We do not have a similar market here–but I discovered great loose tea at the local India food store.
There is just something about a proper cup of tea
Quilted earlier this week and awaiting binding, this flannel quilt was sewn by my dear friend Sherry from donated scraps. I used a simple loopy-do meander and then did the borders in a continuous fashion requiring rolling and re-rolling–not so hard with a simple loopy-dee-doo.
I always like to include a nice label with a wish/prayer for a better future. This quilt will go to a Boys Haven boy sometime in the near future. These are boys who are from troubled homes and who frequently have not had anyone voluntarily do something nice for them. This is an ongoing project for the local quilt guild–and I am happy to have contributed several quilts.
When we moved from Georgia to Texas we were welcomed by neighbors across the street with coffee, orange juice, and doughnuts. We learned they had four children, two of who matched two of our boys ages–and we had parties together and worked on our houses together. We all celebrated news of functioning bathrooms and repairs of roofs and new paint.

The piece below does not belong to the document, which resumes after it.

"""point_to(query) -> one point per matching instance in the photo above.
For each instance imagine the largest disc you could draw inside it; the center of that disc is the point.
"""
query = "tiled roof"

But next door lived a woman in what was once a lovely house. It had French doors leading to the front room, a carport and a wide front porch. Unfortunately she did not have the resources to maintain it and after three successive hurricanes with a large tree falling on the back area, it was deemed uninhabitable by the city. After many long months it was demolished this past week.
While it is sad to see the home gone, perhaps we will now have fewer raccoons and homeless people sleeping next door.

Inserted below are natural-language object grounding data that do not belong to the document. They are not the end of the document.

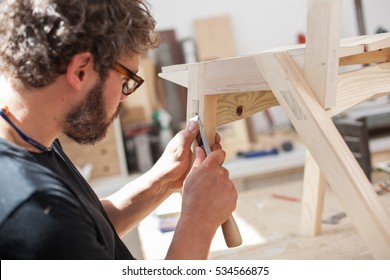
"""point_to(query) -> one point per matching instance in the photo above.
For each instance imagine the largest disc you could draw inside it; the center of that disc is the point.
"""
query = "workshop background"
(265, 157)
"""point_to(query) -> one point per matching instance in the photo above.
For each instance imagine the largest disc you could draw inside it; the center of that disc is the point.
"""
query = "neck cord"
(4, 113)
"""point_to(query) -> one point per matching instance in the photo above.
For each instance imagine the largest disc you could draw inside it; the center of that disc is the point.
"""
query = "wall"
(262, 24)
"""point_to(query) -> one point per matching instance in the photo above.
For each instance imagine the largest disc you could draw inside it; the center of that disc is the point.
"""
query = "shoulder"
(49, 225)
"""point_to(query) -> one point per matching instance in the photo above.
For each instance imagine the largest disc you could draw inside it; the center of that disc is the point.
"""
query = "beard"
(88, 122)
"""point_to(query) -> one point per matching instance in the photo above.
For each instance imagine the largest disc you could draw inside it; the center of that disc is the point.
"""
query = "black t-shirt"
(48, 210)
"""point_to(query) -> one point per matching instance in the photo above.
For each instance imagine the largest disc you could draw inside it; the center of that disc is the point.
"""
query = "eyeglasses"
(133, 81)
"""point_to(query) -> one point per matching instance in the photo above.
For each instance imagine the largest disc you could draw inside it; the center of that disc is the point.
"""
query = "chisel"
(230, 230)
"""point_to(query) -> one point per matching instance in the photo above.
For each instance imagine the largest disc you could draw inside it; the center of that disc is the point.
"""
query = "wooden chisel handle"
(231, 233)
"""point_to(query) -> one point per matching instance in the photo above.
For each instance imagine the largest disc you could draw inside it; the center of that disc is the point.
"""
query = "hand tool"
(230, 230)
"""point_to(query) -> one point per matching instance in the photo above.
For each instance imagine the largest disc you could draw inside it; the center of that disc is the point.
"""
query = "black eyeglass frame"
(129, 75)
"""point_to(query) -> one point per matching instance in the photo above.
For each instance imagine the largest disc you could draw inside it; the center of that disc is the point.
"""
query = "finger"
(216, 147)
(217, 138)
(216, 157)
(200, 156)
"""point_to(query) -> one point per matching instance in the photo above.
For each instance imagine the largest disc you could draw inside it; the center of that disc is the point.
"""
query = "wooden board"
(329, 150)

Snow in this part of Texas doesn’t last long—thank goodness for this Yankee who admires it greatly in photographs and for maybe a week or two—but shoveling sidewalks before going to work/school each morning, stocking up for blizzards–this was okay as long as we had electricity and heat–but not so much fun when you had to go to school on Saturday to make up the lost days–and then the mud in the spring.
Snow here means treacherous driving as people here do not understand a light foot on the gas pedal is essential. And it seems that every time we have had snow we have had a significant hurricane.

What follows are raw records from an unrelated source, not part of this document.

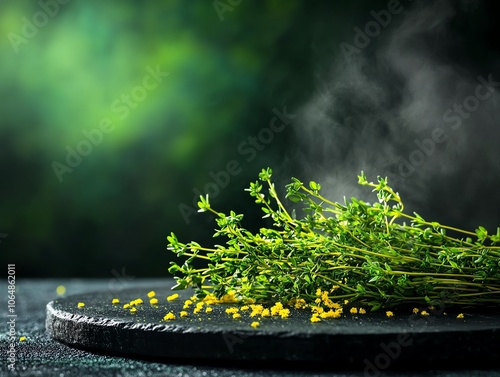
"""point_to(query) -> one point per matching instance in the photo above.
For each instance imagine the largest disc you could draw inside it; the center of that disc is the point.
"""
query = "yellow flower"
(229, 298)
(61, 290)
(317, 309)
(256, 310)
(169, 316)
(331, 314)
(335, 287)
(284, 313)
(173, 297)
(315, 318)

But Pink Snow—it lasts just a couple of days and presents no driving hazards–just a bit of sadness as the season of the azalea flowers is coming to an end.
This time of year always seems to surprise us–it seems much too early for our yards to be in full bloom. I have three colors of azaleas, white, salmon, and pink.
Satsuma and lemon trees promise a lot of fruit—but my poor peach tree did not survive last summer.
This week’s assignment was Scissors—a natural sequence to rock paper scissors. I thought about getting out all of my scissors and putting them in a pile–or perhaps taking a photo of a pair and then doing something weird with them in Photoshop–twist them or make them odd colors or in watercolor. Instead I opted for a closeup of my pinking shears–a birthday present from my parents when I was 17. So they are quite old–and I’ve used them a lot—back in the days when nearly all fabric was cotton and my dresses and blouses and pants were all cotton. Although I became quite adept at flat-fell seams and mock flat fell seams, these shears made my fashion wardrobe a much easier process.
Now they reside in a hand-made scissors sheath in a drawer next to the other scissors and rotary cutters.
Down the street a few blocks over is a garage. Not just any garage for parking cars or lawnmowers and bicycles or Christmas lights but a garage set up to work on CARS or MOTORCYCLES. Built to specifications as outlined in our historic district.
One lovely sunny morning in recent months we spent an hour or so there, my husband consulting and investigating various aspects of the project on hand–while I took photos of things that intrigued me. Mechanical parts, bits and pieces, work processes and their detritus—and a bit of whimsy.